In September 1999, apartment buildings in Moscow, as well as Buynaksk, and Volgodonsk killed almost 300 people and injured 1,000 more. Supposedly, the work of Chechnyan terrorists, they not only paved the way to the Second Chechen War for Russia, but ushered a security-minded candidate, Vladimir Putin, into the presidency. It wasn’t long, though, before the specter of the Russian intelligence service massacring its own people raised its ugly head.

In 2002, an investigation by David Satter was published by the Johns Hopkins School of Advanced international Studies. He wrote:

There is compelling evidence that, contrary to claims that the bombings were the work of Chechen terrorists, they were, in fact, carried out by the Russian government itself. First, the bombings came at a moment when the corrupt oligarchy that ruled Russia faced the loss of its power. The bombings, by seeming to justify a new Chechen war, propelled Putin into power, and he preserved the oligarchy and the Yeltsin era division of property intact.

… Almost from the start, however, there were doubts about the timing of the bombings that could not have been better calculated to rescue the political fortunes of the ruling, Yeltsin era oligarchy. Suspicions only deepened when a fifth bomb was discovered in the basement of a building in Ryazan, and those responsible for placing it turned out to be agents of the FSB.

The bombings have never been definitively pinned on the FSB (Federal Security Bureau). But, writes Satter

The question of “who,” however, is very significant. If, as the available evidence indicates, the bombings were carried out by the FSB, it means the present government of Russia is illegitimate. It also means that a tradition has been established in Russia that can only lead to the country’s degeneration.
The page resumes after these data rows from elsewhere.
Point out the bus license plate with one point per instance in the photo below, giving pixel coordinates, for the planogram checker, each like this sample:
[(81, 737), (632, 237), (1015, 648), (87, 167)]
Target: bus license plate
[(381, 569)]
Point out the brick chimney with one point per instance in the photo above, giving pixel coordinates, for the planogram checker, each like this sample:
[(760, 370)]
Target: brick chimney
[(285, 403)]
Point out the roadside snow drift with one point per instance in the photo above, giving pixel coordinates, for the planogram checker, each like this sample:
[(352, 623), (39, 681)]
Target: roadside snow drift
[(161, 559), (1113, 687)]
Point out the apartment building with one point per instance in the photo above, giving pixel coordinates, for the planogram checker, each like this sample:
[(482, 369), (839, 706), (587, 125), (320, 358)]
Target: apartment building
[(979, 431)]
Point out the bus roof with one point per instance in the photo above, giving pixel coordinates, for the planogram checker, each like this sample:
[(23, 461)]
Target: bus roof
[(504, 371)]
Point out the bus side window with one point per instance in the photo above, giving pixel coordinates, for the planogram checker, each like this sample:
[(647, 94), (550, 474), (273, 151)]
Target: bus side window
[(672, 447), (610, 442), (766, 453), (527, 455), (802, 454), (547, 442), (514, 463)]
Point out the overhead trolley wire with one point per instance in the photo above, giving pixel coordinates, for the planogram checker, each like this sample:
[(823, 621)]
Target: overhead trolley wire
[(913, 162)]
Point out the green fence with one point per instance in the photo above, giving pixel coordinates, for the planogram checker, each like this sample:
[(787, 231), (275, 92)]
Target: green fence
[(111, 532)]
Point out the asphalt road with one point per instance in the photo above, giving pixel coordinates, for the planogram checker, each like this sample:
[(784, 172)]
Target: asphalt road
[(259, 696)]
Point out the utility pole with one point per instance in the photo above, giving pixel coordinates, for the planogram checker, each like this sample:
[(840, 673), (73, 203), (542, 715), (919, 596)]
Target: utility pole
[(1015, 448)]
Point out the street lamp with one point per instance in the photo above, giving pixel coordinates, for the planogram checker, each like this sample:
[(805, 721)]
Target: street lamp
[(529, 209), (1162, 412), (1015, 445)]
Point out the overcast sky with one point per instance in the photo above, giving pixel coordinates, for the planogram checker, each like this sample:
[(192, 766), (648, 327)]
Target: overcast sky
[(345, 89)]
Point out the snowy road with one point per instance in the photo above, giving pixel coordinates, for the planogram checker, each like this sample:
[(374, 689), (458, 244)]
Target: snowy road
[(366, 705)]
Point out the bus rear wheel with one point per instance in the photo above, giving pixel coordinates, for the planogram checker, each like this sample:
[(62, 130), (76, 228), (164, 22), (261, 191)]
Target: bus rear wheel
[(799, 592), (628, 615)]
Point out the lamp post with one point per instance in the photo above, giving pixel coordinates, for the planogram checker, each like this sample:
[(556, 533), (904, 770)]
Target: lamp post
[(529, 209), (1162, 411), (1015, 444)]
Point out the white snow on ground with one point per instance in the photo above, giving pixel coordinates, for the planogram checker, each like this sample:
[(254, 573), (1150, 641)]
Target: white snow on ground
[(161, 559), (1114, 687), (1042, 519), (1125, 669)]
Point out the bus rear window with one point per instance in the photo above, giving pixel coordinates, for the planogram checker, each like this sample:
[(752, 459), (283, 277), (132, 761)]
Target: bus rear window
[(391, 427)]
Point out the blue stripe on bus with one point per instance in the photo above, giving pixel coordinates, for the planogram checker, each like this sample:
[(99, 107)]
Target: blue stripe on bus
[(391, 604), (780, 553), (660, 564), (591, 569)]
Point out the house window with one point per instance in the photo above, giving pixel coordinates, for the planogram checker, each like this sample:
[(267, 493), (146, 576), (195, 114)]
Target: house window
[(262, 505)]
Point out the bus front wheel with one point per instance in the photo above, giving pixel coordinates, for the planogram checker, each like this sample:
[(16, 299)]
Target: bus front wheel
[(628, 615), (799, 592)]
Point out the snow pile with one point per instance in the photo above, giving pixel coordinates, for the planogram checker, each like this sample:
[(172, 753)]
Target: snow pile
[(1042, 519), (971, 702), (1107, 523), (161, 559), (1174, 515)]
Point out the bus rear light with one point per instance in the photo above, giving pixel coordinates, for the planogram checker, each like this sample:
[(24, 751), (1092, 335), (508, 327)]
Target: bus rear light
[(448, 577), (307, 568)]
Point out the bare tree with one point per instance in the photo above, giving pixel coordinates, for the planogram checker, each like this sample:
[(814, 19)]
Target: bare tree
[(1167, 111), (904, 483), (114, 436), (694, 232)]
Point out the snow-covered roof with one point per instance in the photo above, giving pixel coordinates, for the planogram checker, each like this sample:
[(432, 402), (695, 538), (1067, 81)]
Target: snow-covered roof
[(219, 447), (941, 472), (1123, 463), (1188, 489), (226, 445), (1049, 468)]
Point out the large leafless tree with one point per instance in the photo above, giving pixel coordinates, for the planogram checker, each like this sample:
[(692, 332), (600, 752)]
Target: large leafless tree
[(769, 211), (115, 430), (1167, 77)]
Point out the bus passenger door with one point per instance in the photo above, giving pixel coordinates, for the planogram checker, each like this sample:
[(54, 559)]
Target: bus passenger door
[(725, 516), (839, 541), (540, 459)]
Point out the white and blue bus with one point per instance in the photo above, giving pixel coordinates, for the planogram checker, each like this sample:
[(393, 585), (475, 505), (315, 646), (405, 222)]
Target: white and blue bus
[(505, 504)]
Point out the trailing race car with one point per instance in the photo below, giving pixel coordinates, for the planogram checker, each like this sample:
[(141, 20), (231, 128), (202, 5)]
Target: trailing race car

Russia has experienced three years of economic growth [as of 2002] after more than a decade of steady decline, and Putin has enacted some needed reforms. None of these changes, however, affect the real challenges facing Russia—crime, ideological disorientation, and demographic collapse. These problems are symptoms of a deep spiritual malaise and they can only be resolved by establishing the authority of moral values in the country that, in practical terms, would be expressed in the rule of law.

Seventeen years later, it is still frightening to think Russia’s current ruler came to power on the wings of such an atrocity.